Today is Baby Nic and my 3rd month Anniversary... Yeah 3rd Month onli....feels a whole lot longer than that. Feels like we've known each other forever, feels like we noe each other inside out....feels like we r so so close together...feels like our level of understanding is deeper than u can imagine. We can juz think and say the same things at the same time, look into each others' eyes n noe wat the other party is thinking. Feels like itz been 3 years!
Sometimes i wonder if we are rushing into things. We have alry came up w our marriage plans, when to buy house n car, wat kinda car we want, where we wanna live and even wat to name our kids! We even know where to get our wedding invitation cards, the design we want, our baby's first month bday invitation card n wat kinda cakes to give out. R we mad? R we thinking too far? R we truly serious? Or r we juz tokking all in the name of fun? Somehow we seem so sure of it and we are alry working towards our future plans...to make it a reality.

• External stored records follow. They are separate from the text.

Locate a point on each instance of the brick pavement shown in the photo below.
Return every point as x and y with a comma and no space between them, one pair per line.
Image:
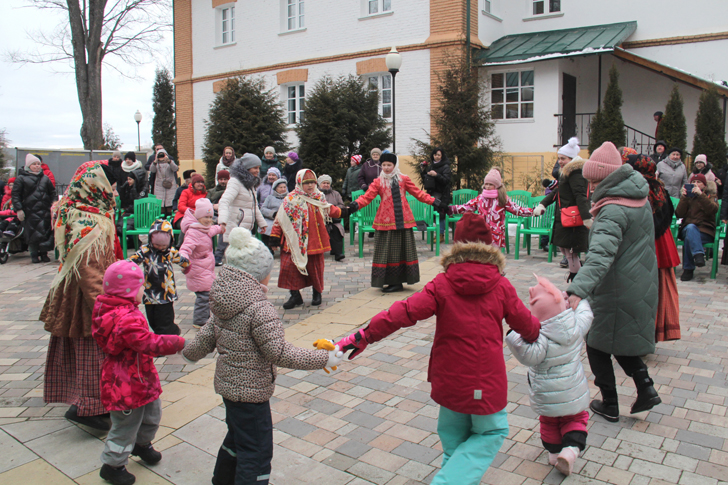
373,421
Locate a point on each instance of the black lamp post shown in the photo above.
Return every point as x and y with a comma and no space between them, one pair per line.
394,62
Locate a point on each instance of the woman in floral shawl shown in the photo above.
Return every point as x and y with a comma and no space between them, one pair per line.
301,224
84,233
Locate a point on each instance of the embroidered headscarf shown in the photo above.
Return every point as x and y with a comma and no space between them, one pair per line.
294,220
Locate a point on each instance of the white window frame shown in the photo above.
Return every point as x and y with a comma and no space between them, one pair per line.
295,115
382,78
522,89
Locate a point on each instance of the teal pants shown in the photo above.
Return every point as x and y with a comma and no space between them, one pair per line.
470,443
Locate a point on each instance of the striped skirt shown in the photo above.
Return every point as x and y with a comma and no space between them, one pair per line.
395,258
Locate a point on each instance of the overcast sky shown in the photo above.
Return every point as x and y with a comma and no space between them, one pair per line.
38,103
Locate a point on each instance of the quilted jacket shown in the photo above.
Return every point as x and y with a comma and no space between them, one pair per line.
129,378
248,334
556,377
619,276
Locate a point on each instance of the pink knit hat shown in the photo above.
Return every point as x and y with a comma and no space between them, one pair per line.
123,279
203,208
494,178
546,300
602,162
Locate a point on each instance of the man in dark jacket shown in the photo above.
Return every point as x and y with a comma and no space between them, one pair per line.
697,211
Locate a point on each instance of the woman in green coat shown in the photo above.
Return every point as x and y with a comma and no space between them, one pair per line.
619,278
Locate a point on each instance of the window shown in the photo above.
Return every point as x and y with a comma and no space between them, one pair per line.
539,6
382,85
228,25
379,6
511,95
295,101
294,14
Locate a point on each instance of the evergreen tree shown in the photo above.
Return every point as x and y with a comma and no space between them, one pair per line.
608,124
341,120
463,127
245,113
164,128
709,137
673,128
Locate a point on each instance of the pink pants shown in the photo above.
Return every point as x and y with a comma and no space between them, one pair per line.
561,431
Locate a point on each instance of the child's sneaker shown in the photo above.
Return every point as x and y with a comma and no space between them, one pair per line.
147,453
117,475
565,460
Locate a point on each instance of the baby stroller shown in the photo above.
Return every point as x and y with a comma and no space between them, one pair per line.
12,245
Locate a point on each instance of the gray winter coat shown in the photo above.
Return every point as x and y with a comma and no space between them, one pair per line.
248,334
557,381
619,276
673,175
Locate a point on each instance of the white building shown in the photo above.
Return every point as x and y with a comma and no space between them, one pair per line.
545,53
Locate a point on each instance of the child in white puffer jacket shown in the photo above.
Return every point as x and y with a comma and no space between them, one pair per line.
559,389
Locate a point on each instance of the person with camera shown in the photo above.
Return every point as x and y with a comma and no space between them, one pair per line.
697,211
165,183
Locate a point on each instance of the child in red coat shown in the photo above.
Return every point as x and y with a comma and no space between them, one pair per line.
467,369
130,386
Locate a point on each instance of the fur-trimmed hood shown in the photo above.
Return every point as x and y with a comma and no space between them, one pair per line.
576,164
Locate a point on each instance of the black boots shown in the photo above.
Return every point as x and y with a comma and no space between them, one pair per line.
608,407
647,397
295,300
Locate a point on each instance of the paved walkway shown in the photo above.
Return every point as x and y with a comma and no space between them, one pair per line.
373,420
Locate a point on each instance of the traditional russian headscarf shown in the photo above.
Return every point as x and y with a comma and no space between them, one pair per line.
293,219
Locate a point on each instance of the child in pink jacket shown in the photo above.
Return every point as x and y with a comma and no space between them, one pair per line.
197,247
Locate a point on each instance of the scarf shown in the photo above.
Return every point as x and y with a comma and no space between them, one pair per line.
84,219
294,222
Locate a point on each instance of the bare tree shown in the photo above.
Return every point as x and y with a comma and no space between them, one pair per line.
127,29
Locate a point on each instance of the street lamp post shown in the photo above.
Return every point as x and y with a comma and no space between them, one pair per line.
138,119
394,62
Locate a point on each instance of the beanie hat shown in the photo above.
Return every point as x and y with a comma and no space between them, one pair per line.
30,159
473,228
546,301
571,149
602,162
203,208
494,178
249,254
249,161
123,279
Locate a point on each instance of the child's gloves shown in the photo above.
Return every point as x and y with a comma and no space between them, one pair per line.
356,341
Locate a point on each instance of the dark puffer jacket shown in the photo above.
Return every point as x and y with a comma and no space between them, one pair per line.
34,193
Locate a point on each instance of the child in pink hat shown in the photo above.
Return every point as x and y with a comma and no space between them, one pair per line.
130,387
492,205
197,247
559,389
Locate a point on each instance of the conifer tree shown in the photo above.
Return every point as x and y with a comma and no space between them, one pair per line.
341,119
709,137
164,128
608,124
245,114
673,128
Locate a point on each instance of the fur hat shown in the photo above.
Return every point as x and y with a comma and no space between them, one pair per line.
473,228
247,253
546,300
494,178
602,162
571,149
123,279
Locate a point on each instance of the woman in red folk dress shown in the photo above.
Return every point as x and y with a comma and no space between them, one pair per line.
395,252
301,225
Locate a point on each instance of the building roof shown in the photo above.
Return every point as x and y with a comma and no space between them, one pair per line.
536,46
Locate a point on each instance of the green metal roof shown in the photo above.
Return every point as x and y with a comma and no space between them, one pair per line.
537,46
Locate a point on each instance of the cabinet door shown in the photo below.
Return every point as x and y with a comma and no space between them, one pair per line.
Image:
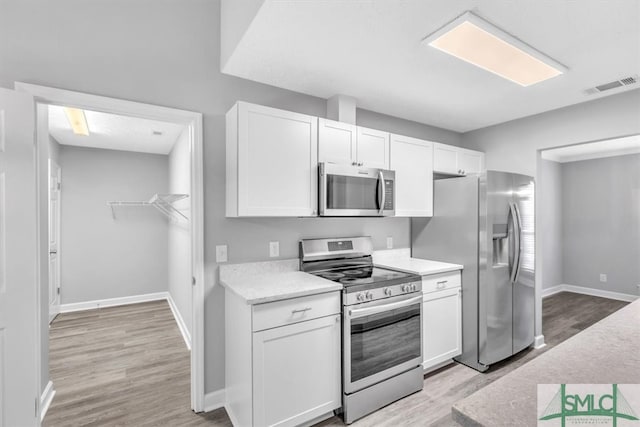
296,372
336,142
470,161
442,328
412,160
372,148
277,162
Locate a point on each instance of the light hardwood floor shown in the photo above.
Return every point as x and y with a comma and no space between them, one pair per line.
129,366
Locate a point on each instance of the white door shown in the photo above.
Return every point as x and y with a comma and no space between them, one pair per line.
373,148
19,386
412,160
296,372
54,239
336,142
442,326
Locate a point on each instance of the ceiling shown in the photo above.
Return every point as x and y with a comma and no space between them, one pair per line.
594,150
115,132
372,50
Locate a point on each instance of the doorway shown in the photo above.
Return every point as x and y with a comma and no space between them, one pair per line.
192,133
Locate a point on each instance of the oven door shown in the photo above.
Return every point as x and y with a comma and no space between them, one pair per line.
381,339
354,191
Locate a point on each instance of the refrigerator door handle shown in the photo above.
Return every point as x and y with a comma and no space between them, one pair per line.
518,265
513,216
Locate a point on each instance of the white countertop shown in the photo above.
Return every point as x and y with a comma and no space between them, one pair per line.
268,287
422,267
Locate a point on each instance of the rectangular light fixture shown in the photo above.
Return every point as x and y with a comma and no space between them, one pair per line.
478,42
77,120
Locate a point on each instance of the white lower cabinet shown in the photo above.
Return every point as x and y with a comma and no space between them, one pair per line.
283,360
296,372
442,322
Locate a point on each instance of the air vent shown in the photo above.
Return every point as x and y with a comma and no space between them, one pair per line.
612,85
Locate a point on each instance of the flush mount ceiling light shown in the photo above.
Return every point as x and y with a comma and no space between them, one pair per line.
478,42
77,120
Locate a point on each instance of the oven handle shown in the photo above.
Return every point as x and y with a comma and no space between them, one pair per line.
383,187
355,313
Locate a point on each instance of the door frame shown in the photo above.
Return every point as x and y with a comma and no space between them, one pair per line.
194,121
50,164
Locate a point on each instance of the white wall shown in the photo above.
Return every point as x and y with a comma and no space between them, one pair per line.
514,146
550,222
601,223
102,257
179,256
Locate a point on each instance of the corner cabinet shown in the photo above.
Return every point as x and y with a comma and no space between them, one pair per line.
442,319
344,143
271,162
451,160
412,160
283,360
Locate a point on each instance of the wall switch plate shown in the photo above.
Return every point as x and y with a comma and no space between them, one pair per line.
274,249
221,253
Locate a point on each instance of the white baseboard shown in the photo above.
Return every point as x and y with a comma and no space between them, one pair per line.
112,302
588,291
214,400
45,399
538,342
180,321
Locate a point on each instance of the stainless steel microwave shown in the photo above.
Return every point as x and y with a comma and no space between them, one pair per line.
347,190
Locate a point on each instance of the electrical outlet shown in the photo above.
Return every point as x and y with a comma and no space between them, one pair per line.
274,249
221,253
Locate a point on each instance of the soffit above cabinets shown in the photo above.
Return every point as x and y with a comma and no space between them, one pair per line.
371,50
594,150
115,132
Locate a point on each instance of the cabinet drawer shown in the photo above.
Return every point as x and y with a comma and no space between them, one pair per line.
279,313
438,282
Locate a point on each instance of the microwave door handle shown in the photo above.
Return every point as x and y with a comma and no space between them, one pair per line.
355,313
384,191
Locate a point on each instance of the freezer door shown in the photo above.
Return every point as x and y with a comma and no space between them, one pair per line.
495,314
524,278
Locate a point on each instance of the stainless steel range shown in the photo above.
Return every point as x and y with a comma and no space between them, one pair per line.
382,325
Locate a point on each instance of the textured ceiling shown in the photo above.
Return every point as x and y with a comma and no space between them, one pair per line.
115,132
372,50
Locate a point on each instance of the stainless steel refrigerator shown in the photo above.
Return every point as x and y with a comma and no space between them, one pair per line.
486,223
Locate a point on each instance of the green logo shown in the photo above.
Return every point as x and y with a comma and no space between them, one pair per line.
564,406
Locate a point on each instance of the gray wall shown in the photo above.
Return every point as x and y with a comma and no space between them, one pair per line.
179,257
549,222
601,223
167,53
514,146
102,257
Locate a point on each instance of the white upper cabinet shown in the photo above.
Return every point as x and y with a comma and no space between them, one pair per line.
271,162
372,148
412,160
337,142
451,160
344,143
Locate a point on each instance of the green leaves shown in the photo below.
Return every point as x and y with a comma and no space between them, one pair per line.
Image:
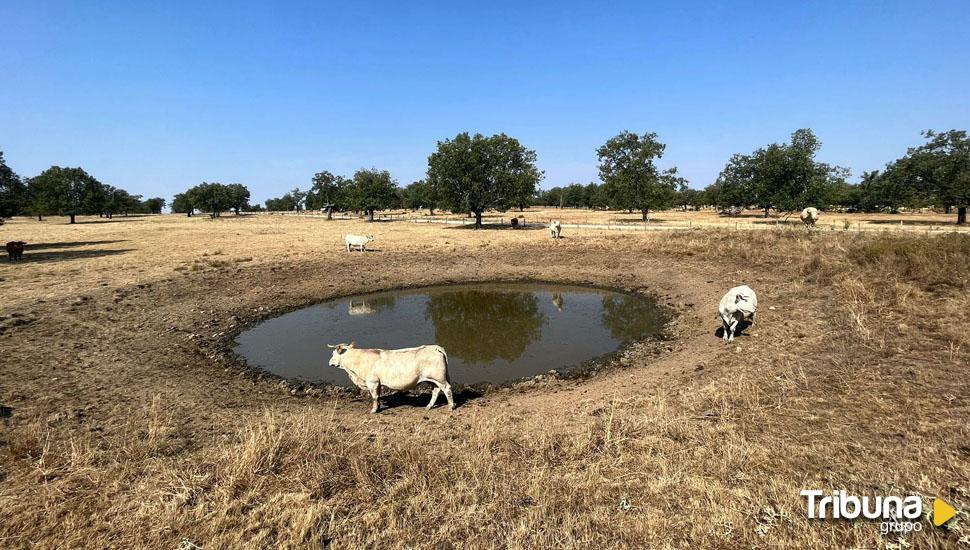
630,176
781,176
213,198
474,173
327,190
371,190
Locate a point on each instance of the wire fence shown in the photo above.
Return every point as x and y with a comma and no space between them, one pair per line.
533,222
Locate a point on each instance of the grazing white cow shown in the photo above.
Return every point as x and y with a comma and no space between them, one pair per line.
738,304
555,228
809,216
396,369
360,241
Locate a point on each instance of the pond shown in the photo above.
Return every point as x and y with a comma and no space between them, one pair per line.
492,332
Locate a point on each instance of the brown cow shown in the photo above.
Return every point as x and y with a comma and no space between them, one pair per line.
15,249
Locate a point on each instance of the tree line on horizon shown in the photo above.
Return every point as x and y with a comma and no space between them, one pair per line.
474,173
66,191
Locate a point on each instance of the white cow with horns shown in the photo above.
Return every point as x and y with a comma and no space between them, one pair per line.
395,369
740,303
360,241
809,216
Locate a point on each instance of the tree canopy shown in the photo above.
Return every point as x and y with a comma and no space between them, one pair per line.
66,191
327,191
631,178
939,170
213,198
13,191
475,173
780,176
371,190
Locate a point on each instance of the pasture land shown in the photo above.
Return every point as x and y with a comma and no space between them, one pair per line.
920,222
125,423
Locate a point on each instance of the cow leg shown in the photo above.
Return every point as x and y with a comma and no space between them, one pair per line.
375,394
434,397
451,399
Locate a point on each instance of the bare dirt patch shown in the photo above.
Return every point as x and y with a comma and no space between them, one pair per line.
127,423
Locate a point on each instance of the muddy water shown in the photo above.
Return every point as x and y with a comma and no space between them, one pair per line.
493,332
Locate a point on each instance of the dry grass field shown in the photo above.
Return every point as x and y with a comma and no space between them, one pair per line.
924,222
126,422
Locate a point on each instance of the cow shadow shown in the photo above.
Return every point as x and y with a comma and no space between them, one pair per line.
912,222
66,255
501,227
413,399
110,220
68,244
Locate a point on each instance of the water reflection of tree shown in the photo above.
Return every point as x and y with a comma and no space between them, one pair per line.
370,305
630,318
480,326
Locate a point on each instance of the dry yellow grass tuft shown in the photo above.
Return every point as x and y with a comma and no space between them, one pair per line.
855,380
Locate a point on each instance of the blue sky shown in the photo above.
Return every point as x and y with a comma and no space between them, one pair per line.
156,97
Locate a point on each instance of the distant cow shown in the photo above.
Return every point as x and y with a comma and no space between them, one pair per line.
15,249
740,303
809,216
396,369
555,228
360,241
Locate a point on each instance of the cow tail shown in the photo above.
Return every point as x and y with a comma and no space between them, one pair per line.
445,355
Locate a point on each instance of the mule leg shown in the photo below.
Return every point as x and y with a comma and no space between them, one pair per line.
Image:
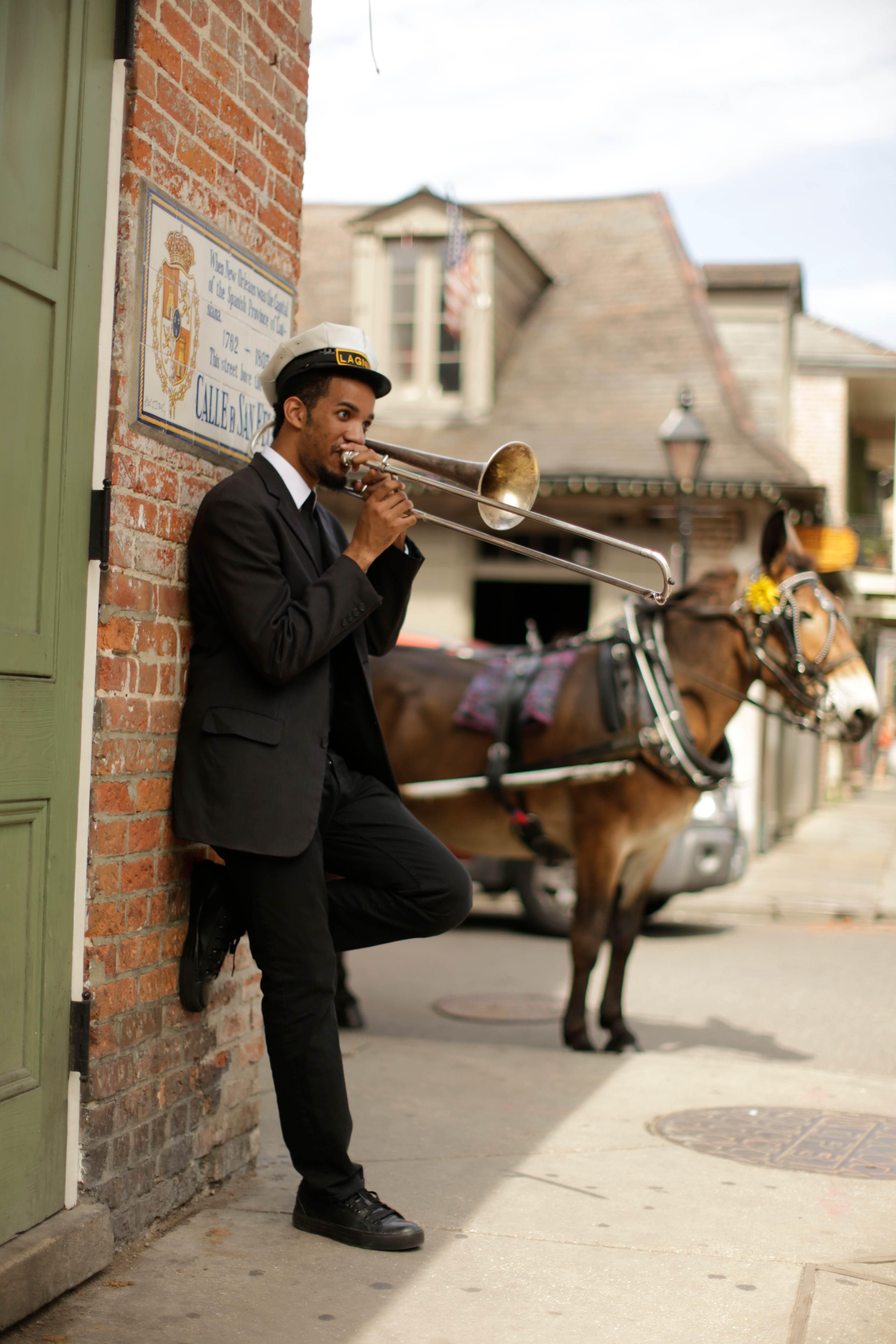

Den again, I've nvr felt this way b4. Nvr had I felt so sure of anyone. The feeling that Baby gives me...makes me feel like he is my soul mate. Itz not like last time when i kept holding on to relationships by cheating myself n den psycho-ing myself that im not cheating myself..in other words: self-denial n blindingly loving for the sake of loving. N the most amazing thing is...for a girl who hates being bored to death n always looking for fun and excitment and fresh new things to do w my bf....i actually wud rather stay at home w Baby, cuddling n watching tv. N i find it so blissful that there is nowhere else in the world i rather be, nothing else in the world i rather do...than juz to sit there at home w u. Sometimes when Baby ask me if i want him to take me out...surprisingly, i juz wanna slack ard at his home w him. N ttz where i feel most comfortable. With my ex-es, i always BUG them to go out w me n absolutely hate staying at home! Coz staying at home w them makes me BORED n unhappy. Haha am i weird or wat?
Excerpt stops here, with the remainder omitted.